Cost-Effective Proxy Reward Model Construction with On-Policy and Active Learning
Yifang Chen, Shuohang Wang, Ziyi Yang, Hiteshi Sharma, Nikos Karampatziakis, Donghan Yu, Kevin Jamieson, Simon Shaolei Du, Yelong Shen
TL;DR
This work tackles the data bottleneck in reinforcement learning from human feedback (RLHF) by proposing a cost-effective proxy reward oracle constructed from a small seed dataset and a limited expert budget. It introduces an on-policy query framework paired with active learning to generate and label far more preference data, enabling meaningful RLHF improvements with minimal queries. The method trains a weak evaluation model on a small EFT set to label unlabeled prompts, forms Direct Preference Optimization (DPO) pairs from on-policy data, and updates the policy accordingly, achieving measurable gains across AlpacaEval2 and MMLU benchmarks. The results demonstrate that an on-policy, budget-aware strategy can outperform off-policy and SPIN baselines, with practical implications for reducing annotation costs in large-scale RLHF systems.
Abstract
Reinforcement learning with human feedback (RLHF), as a widely adopted approach in current large language model pipelines, is \textit{bottlenecked by the size of human preference data}. While traditional methods rely on offline preference dataset constructions, recent approaches have shifted towards online settings, where a learner uses a small amount of labeled seed data and a large pool of unlabeled prompts to iteratively construct new preference data through self-generated responses and high-quality reward/preference feedback. However, most current online algorithms still focus on preference labeling during policy model updating with given feedback oracles, which incurs significant expert query costs. \textit{We are the first to explore cost-effective proxy reward oracles construction strategies for further labeling preferences or rewards with extremely limited labeled data and expert query budgets}. Our approach introduces two key innovations: (1) on-policy query to avoid OOD and imbalance issues in seed data, and (2) active learning to select the most informative data for preference queries.
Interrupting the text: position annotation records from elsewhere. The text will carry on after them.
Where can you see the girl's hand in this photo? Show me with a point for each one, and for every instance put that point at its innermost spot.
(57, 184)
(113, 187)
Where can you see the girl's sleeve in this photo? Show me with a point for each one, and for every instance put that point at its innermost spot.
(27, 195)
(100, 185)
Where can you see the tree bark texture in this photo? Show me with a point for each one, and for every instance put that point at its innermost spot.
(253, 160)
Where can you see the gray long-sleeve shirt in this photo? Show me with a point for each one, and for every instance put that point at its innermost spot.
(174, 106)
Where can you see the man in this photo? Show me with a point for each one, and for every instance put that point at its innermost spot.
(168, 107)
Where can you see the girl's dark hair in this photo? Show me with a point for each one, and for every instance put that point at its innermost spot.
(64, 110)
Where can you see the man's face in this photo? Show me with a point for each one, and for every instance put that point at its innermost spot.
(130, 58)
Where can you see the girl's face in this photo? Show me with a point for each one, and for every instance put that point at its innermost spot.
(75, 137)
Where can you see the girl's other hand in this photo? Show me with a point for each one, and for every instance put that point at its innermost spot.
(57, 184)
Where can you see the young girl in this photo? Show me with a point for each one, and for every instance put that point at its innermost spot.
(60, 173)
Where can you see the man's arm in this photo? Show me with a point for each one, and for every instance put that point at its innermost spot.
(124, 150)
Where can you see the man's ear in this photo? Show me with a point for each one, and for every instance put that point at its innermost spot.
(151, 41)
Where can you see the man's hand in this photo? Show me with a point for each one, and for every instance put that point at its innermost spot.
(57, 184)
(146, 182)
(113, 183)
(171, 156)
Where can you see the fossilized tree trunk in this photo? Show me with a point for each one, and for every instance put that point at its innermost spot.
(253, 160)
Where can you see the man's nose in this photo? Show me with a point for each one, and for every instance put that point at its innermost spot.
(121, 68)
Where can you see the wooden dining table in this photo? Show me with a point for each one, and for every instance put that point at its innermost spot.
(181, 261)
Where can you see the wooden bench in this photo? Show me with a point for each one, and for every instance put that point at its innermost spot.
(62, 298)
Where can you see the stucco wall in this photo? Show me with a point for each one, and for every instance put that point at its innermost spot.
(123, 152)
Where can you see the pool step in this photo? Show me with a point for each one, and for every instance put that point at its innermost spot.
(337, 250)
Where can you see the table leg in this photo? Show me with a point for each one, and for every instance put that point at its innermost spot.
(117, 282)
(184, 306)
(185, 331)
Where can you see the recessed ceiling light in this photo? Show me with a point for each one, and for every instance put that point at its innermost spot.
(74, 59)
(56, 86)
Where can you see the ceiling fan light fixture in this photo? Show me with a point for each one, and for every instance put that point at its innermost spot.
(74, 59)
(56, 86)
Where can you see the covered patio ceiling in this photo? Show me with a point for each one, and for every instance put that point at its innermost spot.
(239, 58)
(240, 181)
Using these methods, we train a evaluation model with minimal expert-labeled data, which then effectively labels nine times more preference pairs for further RLHF training. For instance, our model using Direct Preference Optimization (DPO) gains around over 1% average improvement on AlpacaEval2, MMLU-5shot and MMLU-0shot, with only 1.7K query cost. Our methodology is orthogonal to other direct expert query-based strategies and therefore might be integrated with them to further reduce query costs.